Fig. 1: Antagonistic auxin efflux impairments trigger similar non-random protophloem differentiation failures.

a Schematic overview of a developing protophloem sieve element (PPSE) cell file in the Arabidopsis root meristem. b Confocal microscopy image of a 7-day-old wild type (Col-0) root meristem, propidium iodide (PI) cell wall staining (protophloem cell file marked by an asterisk, as hereafter). c, d Phenotypic range of brx or pax mutant root meristems. Brackets point out protophloem “gaps”, i.e., PPSE precursors that fail to differentiate. Arrowheads highlight an isolated differentiated PPSE. e, f Quantification of gap cell frequency (e) and gap size (f) in indicated genotypes. g Comparison of experimentally observed simulated gap-size distributions.
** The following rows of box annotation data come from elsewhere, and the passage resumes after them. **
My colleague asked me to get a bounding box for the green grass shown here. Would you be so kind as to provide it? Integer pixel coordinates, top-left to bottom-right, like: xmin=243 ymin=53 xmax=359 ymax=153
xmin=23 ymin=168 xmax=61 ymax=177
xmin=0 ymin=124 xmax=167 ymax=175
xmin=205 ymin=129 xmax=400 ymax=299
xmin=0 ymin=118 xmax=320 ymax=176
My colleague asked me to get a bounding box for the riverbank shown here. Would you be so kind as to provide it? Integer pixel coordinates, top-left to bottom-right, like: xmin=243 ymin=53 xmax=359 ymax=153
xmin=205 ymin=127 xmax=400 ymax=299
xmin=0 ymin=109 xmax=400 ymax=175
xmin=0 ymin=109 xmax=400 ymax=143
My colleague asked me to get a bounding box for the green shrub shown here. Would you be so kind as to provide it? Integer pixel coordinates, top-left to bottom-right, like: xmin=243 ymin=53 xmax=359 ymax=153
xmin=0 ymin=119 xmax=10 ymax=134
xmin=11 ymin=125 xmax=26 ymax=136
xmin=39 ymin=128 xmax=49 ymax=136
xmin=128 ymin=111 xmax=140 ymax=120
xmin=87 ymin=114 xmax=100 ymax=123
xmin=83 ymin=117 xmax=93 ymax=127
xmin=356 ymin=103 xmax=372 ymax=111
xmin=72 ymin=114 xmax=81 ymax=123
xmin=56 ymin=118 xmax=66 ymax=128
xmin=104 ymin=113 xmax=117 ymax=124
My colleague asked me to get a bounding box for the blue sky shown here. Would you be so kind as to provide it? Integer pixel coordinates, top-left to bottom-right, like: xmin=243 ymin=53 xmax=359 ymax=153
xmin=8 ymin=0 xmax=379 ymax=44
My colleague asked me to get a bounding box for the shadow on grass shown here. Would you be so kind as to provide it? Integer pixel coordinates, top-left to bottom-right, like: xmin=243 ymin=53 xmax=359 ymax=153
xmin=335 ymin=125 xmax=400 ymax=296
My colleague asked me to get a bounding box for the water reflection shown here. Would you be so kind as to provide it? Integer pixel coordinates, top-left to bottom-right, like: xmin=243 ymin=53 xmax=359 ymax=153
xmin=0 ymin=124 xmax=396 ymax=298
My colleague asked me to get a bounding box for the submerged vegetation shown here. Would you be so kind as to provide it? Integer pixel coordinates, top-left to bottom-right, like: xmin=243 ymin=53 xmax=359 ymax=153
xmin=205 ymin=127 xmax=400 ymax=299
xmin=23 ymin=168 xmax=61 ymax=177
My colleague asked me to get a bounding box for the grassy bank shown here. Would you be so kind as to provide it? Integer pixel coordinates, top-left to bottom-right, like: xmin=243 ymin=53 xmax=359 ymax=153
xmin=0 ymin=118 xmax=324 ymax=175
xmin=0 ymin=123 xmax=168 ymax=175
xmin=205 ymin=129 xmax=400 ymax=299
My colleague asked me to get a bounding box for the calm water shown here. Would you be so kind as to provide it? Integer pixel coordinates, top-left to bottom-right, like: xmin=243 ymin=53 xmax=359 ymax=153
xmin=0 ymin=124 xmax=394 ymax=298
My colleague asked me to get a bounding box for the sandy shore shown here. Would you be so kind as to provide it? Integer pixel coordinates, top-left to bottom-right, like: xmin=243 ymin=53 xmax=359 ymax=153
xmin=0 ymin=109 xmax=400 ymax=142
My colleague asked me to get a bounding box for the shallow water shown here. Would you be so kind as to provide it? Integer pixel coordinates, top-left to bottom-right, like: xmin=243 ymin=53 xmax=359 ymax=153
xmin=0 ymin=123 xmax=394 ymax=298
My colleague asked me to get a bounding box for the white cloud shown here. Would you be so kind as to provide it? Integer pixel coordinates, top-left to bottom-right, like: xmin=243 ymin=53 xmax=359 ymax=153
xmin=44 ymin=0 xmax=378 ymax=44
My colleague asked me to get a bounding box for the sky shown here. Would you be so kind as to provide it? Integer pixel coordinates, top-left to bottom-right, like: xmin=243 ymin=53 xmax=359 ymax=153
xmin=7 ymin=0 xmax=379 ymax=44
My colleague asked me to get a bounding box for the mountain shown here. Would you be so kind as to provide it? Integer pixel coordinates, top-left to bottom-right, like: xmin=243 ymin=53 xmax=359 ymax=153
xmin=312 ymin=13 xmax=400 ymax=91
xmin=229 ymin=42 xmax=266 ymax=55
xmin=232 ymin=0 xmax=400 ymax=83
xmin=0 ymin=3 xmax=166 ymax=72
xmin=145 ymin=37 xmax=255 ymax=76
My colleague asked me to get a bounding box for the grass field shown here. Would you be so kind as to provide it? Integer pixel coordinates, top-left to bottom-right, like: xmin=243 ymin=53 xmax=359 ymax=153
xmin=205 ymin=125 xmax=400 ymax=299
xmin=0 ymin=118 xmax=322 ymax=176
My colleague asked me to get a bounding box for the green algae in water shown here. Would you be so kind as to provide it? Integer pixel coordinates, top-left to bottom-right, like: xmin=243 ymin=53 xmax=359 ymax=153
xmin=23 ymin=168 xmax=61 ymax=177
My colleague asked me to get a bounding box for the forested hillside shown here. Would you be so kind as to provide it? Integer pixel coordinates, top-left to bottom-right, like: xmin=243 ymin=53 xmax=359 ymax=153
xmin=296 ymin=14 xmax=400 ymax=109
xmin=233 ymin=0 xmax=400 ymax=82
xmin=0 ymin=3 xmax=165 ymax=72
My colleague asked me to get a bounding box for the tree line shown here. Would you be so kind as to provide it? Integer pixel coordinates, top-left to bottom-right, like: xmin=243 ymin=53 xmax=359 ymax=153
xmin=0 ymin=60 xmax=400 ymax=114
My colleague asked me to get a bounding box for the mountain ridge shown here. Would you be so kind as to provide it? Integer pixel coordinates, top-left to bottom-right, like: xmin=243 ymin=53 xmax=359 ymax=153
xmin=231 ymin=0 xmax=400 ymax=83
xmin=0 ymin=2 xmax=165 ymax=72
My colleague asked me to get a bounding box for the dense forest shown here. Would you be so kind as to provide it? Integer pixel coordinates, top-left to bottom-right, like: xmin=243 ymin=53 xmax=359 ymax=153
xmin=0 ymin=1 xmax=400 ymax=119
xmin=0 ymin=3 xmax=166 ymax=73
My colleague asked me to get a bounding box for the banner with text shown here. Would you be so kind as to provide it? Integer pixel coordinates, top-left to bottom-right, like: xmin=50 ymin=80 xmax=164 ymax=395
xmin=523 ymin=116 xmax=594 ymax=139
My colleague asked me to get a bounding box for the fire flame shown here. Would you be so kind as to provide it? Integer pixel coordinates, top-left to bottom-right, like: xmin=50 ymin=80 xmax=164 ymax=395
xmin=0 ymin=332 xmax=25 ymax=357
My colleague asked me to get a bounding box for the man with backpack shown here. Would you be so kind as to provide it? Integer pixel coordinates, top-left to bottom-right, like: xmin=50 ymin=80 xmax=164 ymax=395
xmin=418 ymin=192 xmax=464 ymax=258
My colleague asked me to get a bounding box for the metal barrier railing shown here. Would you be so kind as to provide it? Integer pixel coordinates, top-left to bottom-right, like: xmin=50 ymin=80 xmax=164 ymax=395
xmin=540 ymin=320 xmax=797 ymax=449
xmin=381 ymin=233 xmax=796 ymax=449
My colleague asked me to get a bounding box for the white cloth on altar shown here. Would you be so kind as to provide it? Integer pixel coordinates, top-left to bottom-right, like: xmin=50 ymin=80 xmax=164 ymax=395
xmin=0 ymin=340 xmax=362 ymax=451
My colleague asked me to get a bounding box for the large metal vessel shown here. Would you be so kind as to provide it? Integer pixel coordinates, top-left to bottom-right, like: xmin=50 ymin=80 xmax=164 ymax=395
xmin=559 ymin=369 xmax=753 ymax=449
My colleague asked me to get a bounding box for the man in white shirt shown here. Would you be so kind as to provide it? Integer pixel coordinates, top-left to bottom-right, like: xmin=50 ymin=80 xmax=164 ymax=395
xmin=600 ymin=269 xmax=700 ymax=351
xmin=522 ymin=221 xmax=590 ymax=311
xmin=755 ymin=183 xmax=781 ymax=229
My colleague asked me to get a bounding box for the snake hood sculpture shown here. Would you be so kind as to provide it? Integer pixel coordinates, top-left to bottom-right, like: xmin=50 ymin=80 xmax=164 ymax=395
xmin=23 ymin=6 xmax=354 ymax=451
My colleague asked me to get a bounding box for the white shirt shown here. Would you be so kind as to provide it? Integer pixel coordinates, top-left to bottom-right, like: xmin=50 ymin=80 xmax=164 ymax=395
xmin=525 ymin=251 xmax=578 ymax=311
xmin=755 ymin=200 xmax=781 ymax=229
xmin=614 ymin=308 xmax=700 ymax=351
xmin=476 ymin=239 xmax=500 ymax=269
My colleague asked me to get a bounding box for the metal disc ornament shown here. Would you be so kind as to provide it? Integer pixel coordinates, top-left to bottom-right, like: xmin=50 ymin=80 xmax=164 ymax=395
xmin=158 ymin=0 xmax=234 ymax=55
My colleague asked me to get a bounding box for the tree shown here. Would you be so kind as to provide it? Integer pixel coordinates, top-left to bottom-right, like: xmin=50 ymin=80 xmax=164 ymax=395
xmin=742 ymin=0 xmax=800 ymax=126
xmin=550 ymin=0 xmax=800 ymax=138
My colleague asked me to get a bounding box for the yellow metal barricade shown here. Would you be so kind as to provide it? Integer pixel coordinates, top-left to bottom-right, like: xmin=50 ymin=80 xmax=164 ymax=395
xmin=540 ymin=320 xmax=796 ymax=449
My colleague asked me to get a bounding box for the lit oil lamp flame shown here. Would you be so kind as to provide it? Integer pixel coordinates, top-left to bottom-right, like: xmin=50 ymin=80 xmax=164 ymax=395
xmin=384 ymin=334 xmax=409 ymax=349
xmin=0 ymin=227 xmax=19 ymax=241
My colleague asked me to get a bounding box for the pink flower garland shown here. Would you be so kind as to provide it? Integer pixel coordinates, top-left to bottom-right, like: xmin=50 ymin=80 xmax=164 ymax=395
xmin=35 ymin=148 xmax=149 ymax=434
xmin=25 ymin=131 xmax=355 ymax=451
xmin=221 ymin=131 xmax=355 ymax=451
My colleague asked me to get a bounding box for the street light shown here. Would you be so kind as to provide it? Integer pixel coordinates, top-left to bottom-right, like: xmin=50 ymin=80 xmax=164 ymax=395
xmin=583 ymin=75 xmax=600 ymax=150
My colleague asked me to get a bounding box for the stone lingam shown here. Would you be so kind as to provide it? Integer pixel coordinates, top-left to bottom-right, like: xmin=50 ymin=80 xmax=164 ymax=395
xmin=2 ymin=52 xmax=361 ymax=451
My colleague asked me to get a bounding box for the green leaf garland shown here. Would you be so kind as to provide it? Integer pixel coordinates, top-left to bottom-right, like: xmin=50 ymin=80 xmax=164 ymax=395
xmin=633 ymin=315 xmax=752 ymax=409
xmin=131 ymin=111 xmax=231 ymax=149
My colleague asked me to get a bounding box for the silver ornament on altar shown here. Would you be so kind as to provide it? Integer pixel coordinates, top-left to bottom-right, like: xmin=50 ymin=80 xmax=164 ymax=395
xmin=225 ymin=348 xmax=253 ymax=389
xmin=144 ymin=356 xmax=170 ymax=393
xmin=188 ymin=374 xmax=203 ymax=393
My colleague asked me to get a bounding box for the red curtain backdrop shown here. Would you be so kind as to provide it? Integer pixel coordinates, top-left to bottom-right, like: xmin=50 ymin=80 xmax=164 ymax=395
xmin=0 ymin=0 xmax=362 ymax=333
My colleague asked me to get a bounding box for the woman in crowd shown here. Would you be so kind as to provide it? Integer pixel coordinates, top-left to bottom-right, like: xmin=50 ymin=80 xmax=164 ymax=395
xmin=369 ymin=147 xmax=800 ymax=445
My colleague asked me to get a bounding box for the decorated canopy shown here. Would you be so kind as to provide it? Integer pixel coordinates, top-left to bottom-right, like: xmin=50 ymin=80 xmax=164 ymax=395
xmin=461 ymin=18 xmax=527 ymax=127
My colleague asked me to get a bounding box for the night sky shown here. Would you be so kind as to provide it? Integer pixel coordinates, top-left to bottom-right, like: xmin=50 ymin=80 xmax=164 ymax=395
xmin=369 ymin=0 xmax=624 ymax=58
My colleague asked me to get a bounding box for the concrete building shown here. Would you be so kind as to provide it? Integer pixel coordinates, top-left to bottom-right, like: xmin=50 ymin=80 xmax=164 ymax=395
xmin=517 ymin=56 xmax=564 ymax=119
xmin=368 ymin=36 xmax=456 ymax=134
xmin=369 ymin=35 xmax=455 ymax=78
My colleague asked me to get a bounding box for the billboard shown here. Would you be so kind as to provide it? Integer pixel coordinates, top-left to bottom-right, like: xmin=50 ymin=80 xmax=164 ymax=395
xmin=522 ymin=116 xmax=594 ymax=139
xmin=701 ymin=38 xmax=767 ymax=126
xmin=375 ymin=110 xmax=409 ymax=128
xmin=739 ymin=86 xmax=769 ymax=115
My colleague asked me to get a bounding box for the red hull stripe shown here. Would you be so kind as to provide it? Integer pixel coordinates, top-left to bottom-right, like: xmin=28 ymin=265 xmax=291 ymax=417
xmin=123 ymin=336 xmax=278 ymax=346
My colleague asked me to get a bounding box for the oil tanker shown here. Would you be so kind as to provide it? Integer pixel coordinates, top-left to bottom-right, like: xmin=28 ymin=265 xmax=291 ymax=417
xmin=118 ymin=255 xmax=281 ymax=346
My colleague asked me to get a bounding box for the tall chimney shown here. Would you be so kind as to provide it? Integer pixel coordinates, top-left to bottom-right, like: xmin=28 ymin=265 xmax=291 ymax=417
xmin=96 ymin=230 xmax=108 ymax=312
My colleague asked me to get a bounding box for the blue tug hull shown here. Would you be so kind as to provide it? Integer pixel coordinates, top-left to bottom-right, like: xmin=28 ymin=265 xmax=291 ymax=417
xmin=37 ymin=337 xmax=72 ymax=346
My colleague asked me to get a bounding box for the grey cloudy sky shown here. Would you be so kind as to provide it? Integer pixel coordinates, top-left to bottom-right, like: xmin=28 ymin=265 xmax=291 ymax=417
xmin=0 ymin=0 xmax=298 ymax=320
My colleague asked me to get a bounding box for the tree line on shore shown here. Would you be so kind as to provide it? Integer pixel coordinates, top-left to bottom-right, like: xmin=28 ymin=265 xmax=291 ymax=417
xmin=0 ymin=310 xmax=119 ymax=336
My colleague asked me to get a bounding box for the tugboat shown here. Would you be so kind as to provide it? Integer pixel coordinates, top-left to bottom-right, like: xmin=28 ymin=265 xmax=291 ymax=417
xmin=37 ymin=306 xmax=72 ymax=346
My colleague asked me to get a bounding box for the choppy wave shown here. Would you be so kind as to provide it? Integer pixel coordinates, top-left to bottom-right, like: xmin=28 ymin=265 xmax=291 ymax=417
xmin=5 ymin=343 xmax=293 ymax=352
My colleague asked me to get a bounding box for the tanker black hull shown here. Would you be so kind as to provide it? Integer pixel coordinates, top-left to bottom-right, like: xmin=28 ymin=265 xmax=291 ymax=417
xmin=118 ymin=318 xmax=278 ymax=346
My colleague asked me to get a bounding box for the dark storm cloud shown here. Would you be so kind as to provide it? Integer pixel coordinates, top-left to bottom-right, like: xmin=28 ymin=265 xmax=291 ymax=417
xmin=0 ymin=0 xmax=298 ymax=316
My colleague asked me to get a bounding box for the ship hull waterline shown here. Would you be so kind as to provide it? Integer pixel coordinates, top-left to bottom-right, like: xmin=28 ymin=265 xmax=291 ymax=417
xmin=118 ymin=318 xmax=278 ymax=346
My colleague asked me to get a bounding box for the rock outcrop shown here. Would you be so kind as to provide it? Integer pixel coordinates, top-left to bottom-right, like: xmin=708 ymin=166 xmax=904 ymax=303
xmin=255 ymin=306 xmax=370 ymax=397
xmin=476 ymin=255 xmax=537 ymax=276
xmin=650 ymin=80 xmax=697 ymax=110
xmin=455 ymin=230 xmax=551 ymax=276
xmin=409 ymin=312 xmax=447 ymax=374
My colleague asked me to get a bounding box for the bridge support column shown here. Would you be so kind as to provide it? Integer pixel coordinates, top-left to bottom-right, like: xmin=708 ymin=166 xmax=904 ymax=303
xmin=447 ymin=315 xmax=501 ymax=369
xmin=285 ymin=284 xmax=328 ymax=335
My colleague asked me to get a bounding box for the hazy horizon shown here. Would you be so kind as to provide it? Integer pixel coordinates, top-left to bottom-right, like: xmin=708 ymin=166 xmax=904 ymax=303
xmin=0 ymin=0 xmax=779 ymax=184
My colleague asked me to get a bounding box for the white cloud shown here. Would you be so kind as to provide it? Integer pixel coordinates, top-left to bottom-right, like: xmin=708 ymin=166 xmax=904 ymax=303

Simulation of y-axis values indicates differentiation failure probability of an individual cell, total or split, as a function of differentiation failure in the preceding cell. h Overview of the models developed in this study. Left: idealized PPSE strand (SC stem cells, MZ meristematic zone, DZ differentiation zone). Cellular PIN and AUX1 levels dictate auxin transport dynamics (shoot-derived auxin supplied to the differentiation zone via bulk phloem sap). The model incorporates cellular growth, division, early expansion, and differentiation dynamics, causing individual cells to move from the meristematic to the differentiation zone. Stem cells undergo slow, meristematic cells rapid divisions; differentiation zone cells undergo early phases of elongation. Right, top: individual model cells contain a regulatory network governing BRX membrane occupancy, PAX and PIN phosphorylation, and auxin efflux dynamics (black). This model network is incrementally augmented with auxin-dependent AUX1 expression, then differentiation, and finally differentiation-dependent YUCCA expression (gray). Right, bottom: individual model cells have a polar PIN pattern, and an apolar AUX1 pattern. i Steady-state auxin profiles in wild type, brx, and pax mutant settings in the initial PSSE model. Dark red indicates the meristematic zone, blue the differentiation zone. Discrete jumps in auxin levels reflect the transition between distinct cells. Within cells, more graded auxin changes occur. Plots display individual values (dots) and their density distribution. See Source Data for raw measurements and statistical test details.